18. In Kandula Radhakrishna Rao and Ors. v. The Province of Madras  3 S.T.C. 121 a commission agent's business was examined with reference to the definitions of dealer and sale and it was expressed thus at page 135 :
In the case of a commission agent, the accepted mercantile practice is that he has control over or possession of the goods and he has the authority from the owner of the goods to pass the property in and title to the goods. If this is so, undoubtedly when a commission agent sells goods belonging to his principal with his authority and consent and without disclosing to the buyer the name of the owner, there is certainly a transfer of property in the goods from the commission agent to the buyer. A business which consists in such transactions can properly be described as a business of selling goods.... A commission agent doing this kind of business would, in my opinion, fall within the definition of dealer in the Sales Tax Act.

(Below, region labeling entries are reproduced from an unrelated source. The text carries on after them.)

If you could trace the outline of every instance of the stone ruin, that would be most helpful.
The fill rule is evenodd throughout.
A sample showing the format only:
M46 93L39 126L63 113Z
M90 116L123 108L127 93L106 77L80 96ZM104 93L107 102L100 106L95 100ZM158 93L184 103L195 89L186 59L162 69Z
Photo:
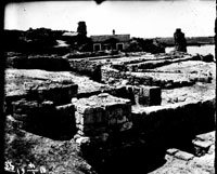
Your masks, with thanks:
M174 40L176 51L187 52L187 40L184 38L184 34L181 32L180 28L176 29L176 32L174 34Z
M203 97L207 94L205 90L202 94L191 89L201 83L212 85L215 76L206 71L209 63L193 58L174 53L110 57L110 61L72 59L72 71L88 75L89 79L72 72L8 70L5 115L13 117L14 126L33 134L75 142L89 157L101 149L108 156L123 149L142 147L149 151L163 147L168 155L191 161L205 156L213 142L195 137L191 156L169 149L170 144L213 131L215 122L214 95ZM175 64L179 65L177 69ZM201 69L191 69L189 65ZM91 80L95 73L98 82ZM181 88L186 93L179 91ZM168 92L174 102L165 99ZM203 96L195 99L197 95Z

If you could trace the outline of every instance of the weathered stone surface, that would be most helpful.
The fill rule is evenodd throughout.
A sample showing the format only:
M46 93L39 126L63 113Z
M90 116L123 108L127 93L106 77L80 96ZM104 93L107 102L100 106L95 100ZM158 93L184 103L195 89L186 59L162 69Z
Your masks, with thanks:
M137 105L152 106L161 105L161 88L158 86L133 86L135 101Z
M67 59L60 56L29 55L9 57L10 67L18 69L69 70Z
M85 59L69 59L73 71L89 76L95 81L101 81L101 65L95 62Z
M192 160L194 158L194 156L192 153L181 151L181 150L177 151L175 153L175 157L179 158L181 160L184 160L184 161L189 161L189 160Z
M177 151L179 151L179 150L176 149L176 148L170 148L170 149L167 149L167 150L166 150L166 152L167 152L168 155L171 155L171 156L174 156Z
M110 130L130 129L126 122L131 119L129 99L114 97L107 93L80 98L74 102L76 126L80 135L101 136ZM125 125L126 124L126 125Z

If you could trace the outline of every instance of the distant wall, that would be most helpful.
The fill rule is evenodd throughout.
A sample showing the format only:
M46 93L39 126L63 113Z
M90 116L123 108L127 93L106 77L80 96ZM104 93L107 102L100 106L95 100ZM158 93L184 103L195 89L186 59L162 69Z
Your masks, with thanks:
M13 56L7 59L8 67L17 69L43 69L43 70L69 70L71 66L67 59L59 56Z

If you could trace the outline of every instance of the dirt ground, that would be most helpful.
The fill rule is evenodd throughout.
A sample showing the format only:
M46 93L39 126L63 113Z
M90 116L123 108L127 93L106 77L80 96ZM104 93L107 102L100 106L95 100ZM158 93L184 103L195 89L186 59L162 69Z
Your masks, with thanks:
M194 75L212 73L212 81L197 82L192 86L162 90L162 105L181 103L186 101L203 101L215 96L216 64L203 62L175 63L156 68L159 71L183 72ZM97 91L104 84L93 82L87 77L78 77L71 72L48 72L42 70L5 71L7 95L25 94L25 82L42 83L44 80L73 79L78 84L78 93ZM20 78L18 78L20 77ZM22 77L22 78L21 78ZM215 137L213 138L215 139ZM150 174L214 174L215 147L202 157L191 160L179 159L166 155L165 163ZM17 170L27 169L33 162L36 168L44 166L52 174L90 174L94 173L91 165L80 156L79 147L73 140L52 140L18 129L18 123L8 116L5 128L5 159L12 160Z

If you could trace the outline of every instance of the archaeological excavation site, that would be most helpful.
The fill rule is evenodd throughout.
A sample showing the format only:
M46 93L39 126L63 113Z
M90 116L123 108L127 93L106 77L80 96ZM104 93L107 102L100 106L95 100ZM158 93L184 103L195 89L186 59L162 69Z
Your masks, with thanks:
M214 174L215 90L210 55L7 53L5 169Z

19. Sri Srinivasamurthy next contended that even otherwise the sales of gur for excess prices could not have been the normal course of the business of the society. This contention was answered by the Division Bench in Co-operative Marketing Society, Anakapalle, by Secretary, Atchanaidu v. Pentakota Sriramulu and Anr. (1960) 1 An. W.R. 57 at p. 61 thus :
To the extent that the commission bore only on the control price, it is not disputed that it was business. But what is urged is that when the society collected commission on price in excess of the controlled price, it ceased to be business.
We do not think there is any force in this argument. The expression 'business' is a term of wide connotation. It is only in the course of business that higher commission was earned by the society. That does not have the effect of converting business into something which cannot be described as business.
20. Further comment is therefore unnecessary.
21. Next it was contended that jaggery was agricultural produce which had to be excluded from the turnover under Section 2(i) of the Act. This contention cannot possibly be supported as it is opposed to the Division Bench ruling in K. P. Vaidyanatha Iyer v. The State of Madras  5 S.T.C. 94 wherein it was held that the sale of jaggery was not sale of agricultural produce within the meaning of the definition of 'turnover' in Section 2(i) of the Act.
22. The last contention was that there was no violation of the conditions of the licence. But this contention was advanced on the pleas that the society was not a dealer, that the transactions were not sales by the society and that the society had not itself carried on the business. As we have found these pleas untenable, the contention that there was no violation of the conditions of the licence fails. The Tribunal has set out the conditions of the licence and which of the conditions were contravened. It is not urged that the conditions of the licence were not violated on the facts found by the Tribunal.
23. The result is that these two Tax Revision cases fail and are dismissed with costs, one set. Advocate's fee Rs. 150.